NJ Transit is making plans to expand its footprint once Amtrak starts moving operations into the new train hall. I suppose this extension will help passengers transferring to/or from the 7th avenue side of the station.









NJ Transit Authorizes Contract for Penn Station Design Work - Railway Age


The NJ Transit Board of Directors authorized a $4.1 million contract with FX Collaborative Architects of New York for preliminary design, engineering and construction assistance of the Central Concourse Extension at Penn Station New York (PSNY).




www.railwayage.com








> The NJ Transit Central Concourse Extension is a proposed corridor that will provide additional access to Tracks 1-12. The overriding purpose of the Central Concourse Extension will be to improve passenger access to NJ Transit trains entering and leaving PSNY. It will also improve passenger connectivity within the station and to the street.
> 
> The new Central Concourse Extension will extend the existing Central Concourse south from the Hilton Passageway to provide additional access to Tracks 1-12 with new stairs and elevators to each platform.



Here is a picture so you can visualize what is being planned.


----------



## STT757 (Jan 3, 2021)

Now that Amtrak has moved hopefully NJ Transit can begin utilizing their former space in Penn Station.


----------



## neroden (Jan 3, 2021)

NJT is not likely to actually build this any time soon, but it would provide the first concourse with elevators to every single track.


----------



## west point (Jan 3, 2021)

speaking of elevators.
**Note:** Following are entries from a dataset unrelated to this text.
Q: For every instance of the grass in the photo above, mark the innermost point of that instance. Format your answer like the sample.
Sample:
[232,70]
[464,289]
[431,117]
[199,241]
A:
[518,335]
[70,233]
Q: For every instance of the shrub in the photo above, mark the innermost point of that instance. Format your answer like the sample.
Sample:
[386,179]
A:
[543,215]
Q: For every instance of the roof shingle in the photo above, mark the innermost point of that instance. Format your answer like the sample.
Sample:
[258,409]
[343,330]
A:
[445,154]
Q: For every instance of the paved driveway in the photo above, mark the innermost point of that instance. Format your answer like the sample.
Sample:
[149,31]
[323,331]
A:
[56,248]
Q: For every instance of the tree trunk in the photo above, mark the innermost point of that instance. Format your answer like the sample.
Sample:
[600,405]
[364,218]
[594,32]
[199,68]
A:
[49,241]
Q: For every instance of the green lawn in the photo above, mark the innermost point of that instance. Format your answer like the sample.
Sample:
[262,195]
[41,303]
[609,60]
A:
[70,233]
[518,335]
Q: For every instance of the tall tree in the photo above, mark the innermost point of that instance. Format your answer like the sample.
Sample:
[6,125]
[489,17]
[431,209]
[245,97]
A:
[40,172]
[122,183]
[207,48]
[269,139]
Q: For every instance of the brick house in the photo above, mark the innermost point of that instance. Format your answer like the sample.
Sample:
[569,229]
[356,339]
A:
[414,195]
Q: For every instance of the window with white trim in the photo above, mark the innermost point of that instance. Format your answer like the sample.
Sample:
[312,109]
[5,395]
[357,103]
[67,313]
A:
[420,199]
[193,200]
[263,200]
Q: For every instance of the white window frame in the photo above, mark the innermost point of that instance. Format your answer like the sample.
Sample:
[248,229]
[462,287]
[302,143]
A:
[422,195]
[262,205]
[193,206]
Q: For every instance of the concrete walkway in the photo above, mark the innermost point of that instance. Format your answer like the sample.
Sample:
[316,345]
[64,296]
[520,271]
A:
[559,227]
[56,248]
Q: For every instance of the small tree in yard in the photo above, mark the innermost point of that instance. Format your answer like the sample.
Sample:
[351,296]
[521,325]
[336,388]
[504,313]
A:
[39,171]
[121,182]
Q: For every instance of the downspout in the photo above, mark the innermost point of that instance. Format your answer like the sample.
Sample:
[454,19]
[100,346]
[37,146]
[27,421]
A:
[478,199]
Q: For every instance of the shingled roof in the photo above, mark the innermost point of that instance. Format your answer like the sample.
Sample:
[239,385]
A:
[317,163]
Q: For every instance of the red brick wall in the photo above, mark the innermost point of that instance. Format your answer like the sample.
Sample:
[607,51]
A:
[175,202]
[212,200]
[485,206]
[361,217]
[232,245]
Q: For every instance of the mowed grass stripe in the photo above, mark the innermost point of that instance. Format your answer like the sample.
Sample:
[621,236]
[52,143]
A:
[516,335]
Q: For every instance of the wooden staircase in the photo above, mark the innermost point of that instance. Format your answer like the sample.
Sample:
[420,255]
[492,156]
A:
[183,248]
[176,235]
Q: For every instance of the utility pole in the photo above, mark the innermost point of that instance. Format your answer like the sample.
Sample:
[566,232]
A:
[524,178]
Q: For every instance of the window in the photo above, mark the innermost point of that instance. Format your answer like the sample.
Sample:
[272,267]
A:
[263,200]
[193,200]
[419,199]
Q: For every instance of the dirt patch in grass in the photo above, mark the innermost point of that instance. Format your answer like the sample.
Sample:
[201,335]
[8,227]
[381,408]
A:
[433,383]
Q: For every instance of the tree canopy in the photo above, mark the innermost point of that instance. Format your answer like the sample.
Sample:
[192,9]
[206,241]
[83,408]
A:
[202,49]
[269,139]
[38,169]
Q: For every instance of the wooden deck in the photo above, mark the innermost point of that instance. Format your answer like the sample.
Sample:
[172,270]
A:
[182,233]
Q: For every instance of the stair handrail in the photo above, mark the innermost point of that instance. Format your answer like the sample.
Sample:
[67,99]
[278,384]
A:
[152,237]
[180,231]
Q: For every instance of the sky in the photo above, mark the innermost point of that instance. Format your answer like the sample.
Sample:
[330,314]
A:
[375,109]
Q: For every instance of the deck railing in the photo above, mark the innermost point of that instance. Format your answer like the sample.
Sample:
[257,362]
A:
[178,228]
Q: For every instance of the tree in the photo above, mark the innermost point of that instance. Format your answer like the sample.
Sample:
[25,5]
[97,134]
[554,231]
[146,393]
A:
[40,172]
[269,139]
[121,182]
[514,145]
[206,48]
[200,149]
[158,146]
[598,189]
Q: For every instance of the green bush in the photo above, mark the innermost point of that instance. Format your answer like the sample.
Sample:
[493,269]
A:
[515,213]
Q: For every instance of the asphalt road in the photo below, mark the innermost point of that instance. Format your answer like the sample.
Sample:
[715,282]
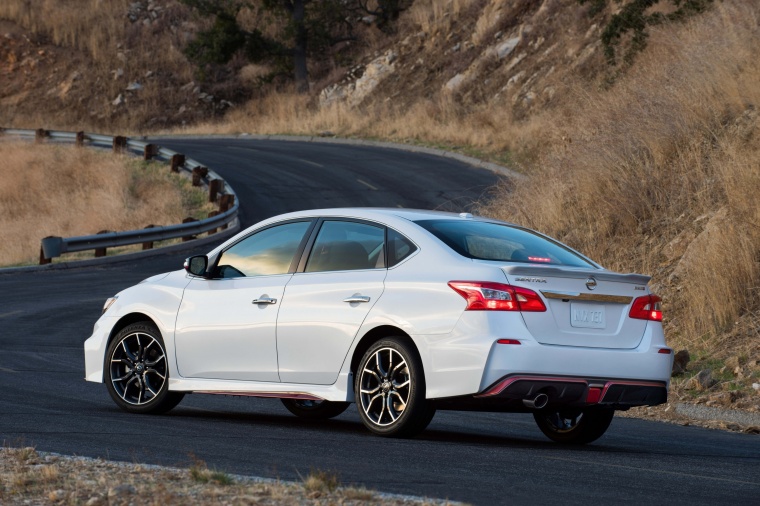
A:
[480,458]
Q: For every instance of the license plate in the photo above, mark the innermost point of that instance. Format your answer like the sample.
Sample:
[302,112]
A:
[587,316]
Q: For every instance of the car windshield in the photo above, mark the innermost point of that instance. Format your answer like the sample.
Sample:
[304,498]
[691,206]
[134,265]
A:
[492,241]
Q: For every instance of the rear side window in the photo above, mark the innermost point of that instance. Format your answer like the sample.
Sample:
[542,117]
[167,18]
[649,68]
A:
[492,241]
[399,247]
[346,246]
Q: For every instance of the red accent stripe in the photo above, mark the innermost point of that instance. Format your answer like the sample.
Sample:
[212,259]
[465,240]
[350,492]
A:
[594,395]
[630,383]
[502,385]
[301,396]
[499,387]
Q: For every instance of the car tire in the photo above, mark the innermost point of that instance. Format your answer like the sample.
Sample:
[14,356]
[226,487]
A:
[389,387]
[136,371]
[574,426]
[315,410]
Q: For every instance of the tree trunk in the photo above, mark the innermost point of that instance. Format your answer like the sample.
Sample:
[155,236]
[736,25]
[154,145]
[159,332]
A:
[299,49]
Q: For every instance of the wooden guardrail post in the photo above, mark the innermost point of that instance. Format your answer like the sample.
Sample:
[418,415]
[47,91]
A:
[177,162]
[101,252]
[41,134]
[198,174]
[213,189]
[188,237]
[119,144]
[148,244]
[225,204]
[211,215]
[150,151]
[43,260]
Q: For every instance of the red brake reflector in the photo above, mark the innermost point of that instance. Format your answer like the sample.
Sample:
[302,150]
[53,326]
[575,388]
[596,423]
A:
[594,395]
[648,307]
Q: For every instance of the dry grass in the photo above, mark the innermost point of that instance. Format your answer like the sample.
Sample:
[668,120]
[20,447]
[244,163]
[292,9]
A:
[28,477]
[630,173]
[66,191]
[671,151]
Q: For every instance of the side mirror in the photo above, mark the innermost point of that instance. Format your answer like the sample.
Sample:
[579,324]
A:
[197,265]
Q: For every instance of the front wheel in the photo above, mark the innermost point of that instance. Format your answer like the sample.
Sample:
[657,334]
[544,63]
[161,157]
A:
[315,410]
[137,371]
[574,426]
[390,390]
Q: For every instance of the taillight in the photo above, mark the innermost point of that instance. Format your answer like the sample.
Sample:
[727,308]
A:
[487,296]
[648,307]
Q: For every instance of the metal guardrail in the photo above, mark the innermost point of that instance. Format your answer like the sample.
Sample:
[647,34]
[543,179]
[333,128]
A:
[219,190]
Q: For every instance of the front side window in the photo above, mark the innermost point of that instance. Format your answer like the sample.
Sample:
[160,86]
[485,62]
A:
[264,253]
[492,241]
[347,245]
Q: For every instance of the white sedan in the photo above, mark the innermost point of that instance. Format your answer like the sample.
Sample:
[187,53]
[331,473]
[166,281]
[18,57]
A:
[402,312]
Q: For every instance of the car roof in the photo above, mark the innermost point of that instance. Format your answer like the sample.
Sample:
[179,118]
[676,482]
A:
[383,212]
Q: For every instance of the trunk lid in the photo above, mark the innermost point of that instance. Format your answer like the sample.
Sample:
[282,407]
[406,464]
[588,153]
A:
[585,307]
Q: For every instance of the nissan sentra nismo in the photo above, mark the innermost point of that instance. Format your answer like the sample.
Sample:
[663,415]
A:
[401,312]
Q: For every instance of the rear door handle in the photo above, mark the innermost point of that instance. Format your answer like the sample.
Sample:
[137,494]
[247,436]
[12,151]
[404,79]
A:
[356,298]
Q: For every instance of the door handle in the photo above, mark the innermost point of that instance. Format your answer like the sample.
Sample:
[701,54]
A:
[357,298]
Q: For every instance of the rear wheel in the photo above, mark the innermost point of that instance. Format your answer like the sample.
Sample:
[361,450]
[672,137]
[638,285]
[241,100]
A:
[137,371]
[574,426]
[315,410]
[390,390]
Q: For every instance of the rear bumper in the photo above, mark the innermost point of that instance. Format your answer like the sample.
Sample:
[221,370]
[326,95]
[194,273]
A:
[563,392]
[570,391]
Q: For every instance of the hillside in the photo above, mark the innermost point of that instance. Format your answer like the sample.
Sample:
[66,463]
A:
[651,167]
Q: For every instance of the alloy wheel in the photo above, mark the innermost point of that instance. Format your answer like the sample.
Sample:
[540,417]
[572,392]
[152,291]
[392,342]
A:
[385,386]
[138,368]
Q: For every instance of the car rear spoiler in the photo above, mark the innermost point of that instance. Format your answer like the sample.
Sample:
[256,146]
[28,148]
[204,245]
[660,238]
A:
[557,272]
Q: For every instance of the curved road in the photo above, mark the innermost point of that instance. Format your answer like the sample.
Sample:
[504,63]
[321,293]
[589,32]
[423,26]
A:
[482,458]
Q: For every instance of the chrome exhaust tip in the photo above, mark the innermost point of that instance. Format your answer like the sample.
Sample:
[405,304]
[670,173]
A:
[538,402]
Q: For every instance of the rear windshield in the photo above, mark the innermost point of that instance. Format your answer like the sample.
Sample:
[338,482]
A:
[492,241]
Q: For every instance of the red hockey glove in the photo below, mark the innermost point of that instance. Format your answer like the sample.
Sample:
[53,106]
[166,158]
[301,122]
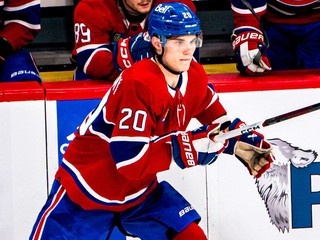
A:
[195,147]
[248,45]
[251,149]
[130,50]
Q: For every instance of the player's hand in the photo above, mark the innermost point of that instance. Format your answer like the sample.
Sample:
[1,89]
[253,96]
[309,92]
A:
[251,149]
[248,45]
[130,50]
[196,147]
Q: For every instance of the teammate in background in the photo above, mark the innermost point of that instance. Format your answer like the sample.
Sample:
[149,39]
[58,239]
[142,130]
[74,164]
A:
[108,176]
[19,25]
[292,28]
[102,30]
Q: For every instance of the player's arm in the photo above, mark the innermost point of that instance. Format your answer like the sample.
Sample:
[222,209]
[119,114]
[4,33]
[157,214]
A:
[92,43]
[130,50]
[248,39]
[21,25]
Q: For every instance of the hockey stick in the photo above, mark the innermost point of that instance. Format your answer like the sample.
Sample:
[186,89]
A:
[264,123]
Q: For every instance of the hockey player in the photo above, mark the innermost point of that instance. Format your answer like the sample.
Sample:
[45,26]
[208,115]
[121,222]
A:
[292,28]
[101,26]
[19,25]
[108,176]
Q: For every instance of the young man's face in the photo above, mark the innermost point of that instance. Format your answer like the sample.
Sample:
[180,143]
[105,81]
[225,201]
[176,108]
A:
[137,7]
[178,52]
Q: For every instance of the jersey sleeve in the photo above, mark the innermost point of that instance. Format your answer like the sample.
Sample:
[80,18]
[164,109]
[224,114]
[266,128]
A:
[243,16]
[93,47]
[136,152]
[21,20]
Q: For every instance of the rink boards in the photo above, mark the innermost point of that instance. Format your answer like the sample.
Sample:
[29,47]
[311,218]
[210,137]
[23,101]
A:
[36,121]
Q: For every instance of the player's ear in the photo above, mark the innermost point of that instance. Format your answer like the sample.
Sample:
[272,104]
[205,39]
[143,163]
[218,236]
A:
[156,44]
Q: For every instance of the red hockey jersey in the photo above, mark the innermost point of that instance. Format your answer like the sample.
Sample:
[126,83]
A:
[278,11]
[19,21]
[120,147]
[98,23]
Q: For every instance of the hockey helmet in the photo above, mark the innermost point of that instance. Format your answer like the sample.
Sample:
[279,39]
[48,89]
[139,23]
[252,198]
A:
[173,19]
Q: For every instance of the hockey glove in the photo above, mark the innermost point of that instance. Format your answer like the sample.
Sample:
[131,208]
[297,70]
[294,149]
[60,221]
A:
[248,45]
[5,49]
[251,149]
[195,147]
[130,50]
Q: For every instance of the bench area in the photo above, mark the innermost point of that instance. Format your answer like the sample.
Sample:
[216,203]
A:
[53,45]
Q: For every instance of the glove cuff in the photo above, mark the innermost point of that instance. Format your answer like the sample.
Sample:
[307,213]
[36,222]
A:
[237,123]
[241,35]
[5,48]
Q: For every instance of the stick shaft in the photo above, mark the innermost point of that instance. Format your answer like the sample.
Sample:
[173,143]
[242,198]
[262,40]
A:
[267,122]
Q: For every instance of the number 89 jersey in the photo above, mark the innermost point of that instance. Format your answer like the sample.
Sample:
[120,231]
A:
[120,147]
Are any of the old baggage elevators that went to the basement ( under the tracks) still in operation? Red cap took me down there once.


----------



## adamj023 (Jan 18, 2021)

NJ Transit area was always packed while plenty of unused space by Amtrak. With Amtrak out except for 1-5AM, I would think the existing space could just be reconfigured for dual usage. They did the waiting area already which came out nice. Some stores could be relocated to build a longer hallway to the NJ Transit area. If ridership increases again then perhaps building more space could be necessary but as of now, reconfiguration should be enough.


----------



## railiner (Jan 18, 2021)

west point said:


> speaking of elevators. Are any of the old baggage elevators that went to the basement ( under the tracks) still in operation? Red cap took me down there once.


When I worked there, we used those elevators down to the sub basement as a “shortcut” to get from one platform to another with the electric baggage trucks...IIRC, you could also get over to the Diagonal Platform, from below...not sure. This was around 1989 or so...


----------